USDA Adjusts Domestic and Global Corn Ending StocksTue, 10 Mar 2015 17:02:00 CDT
U.S. and global stock numbers were tweaked slightly by the U.S. Department of Agriculture. On Tuesday, USDA released the U.S. ending stocks report and the World Agricultural Supply and Demand Estimate report.
After the record came out, Radio Oklahoma Network's Leslie Smith interviewed Tom Leffler of Leffler Commodities. Click or tap on the LISTENBAR below to listen to the full interview. Leffler said there were no big surprises, as the numbers came in close to trade estimates.
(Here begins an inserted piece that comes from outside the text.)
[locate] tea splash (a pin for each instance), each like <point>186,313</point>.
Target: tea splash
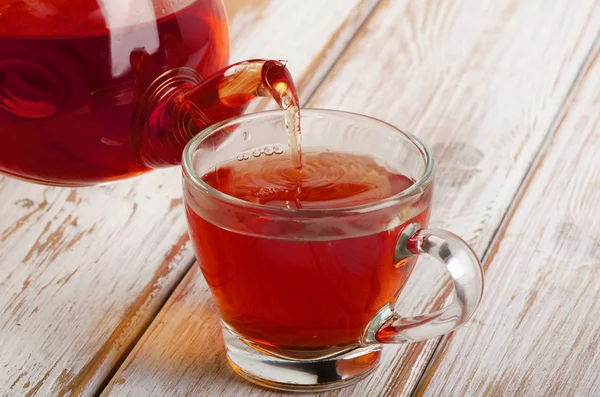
<point>301,294</point>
The U.S. corn ending stocks came in at 1.777 billion bushels. Leffler said this was lower than what the trade was expecting and 50 million bushels lower than the February estimate and down 100 million from the January estimate. U.S. soybean ending stocks came in at 385 million bushels. Leffler said this was higher than what the traded expected, it was unchanged over February's estimate and 25 million lower than the January estimate. U. S. wheat ending stocks was estimated at 691 million bushels. Leffler said this was lower than what the trade expected and one million bushels lower than February's estimate, but four million bushels higher than the January report. In going back to the January estimate, Leffler said corn, wheat and soybeans prices are all trading lower, as there isn't a lot of changes in U.S. stock numbers.
The amount of corn necessary to make a gallon of ethanol is less than previously believed according to USDA. In lowering the projected demand by the ethanol market for U.S. corn by 50 million bushels, the agency cited "a higher rate of conversion than previously assumed" as the reasoning for the adjustment. The information upon which this analysis was based came from the National Agricultural Statistics Service's new Grain Crushings and Co-Products Production report.
"What is most remarkable about this supply and demand report is the light it sheds on a topic of great concern to U.S. corn farmers- recognition of the growing efficiencies in the ethanol industry," said NCGA President Chip Bowling, a Maryland corn farmer. "For many years, we have strongly asserted that the ethanol industry continues to improve and those productivity gains should be taken into consideration. With the simple justification offered for the analysis, USDA made a great step forward in showing its growing appreciation for the advances made in ethanol production and, thus, the ever-increasing benefit it offers Americans."
While USDA estimates for corn use in ethanol production were lowered by 50 million bushels, the overall drop was partially offset by higher than expected production over the winter months. The demand decline was more than offset by projected increases in demand for corn from the export and feed and residuals markets of 50 million bushels each.
Projected ending stocks were lowered by 50 million bushels in light of the other adjustments. Average farm price estimates were raised by five cents at the midpoint to $3.50 to $3.90 per bushel.
USDA also released the March WASDE report on global production. Leffler said there was only one major change that stood out with USDA lowering the world corn stocks by 4.36 million metric ton. He said USDA lowered South American corn production by two million metric ton and they revised the domestic South African corn consumption for 2005 - 2010 crop years. World wheat stocks were decreased by 14 thousand metric tons, a small decrease. Leffler said there was a small increase in the world soybean stocks by 27,000 metric ton. Leffler said soybean production for Argentina and Brazil was left unchanged over last month with Argentina at 56 million metric tons and Brazil at 94.5 million metric tons.
In evaluating both reports, Leffler said there was really no major moves in the World or U.S. stocks. The attention now moves to the next major report USDA releases on March 31 with the U.S. prospective plantings and quarterly stocks numbers. For the next few weeks, Leffer said the traders will be watching the current weather and weather forecasts for the Midwest ahead of planting and harvest progress in South America.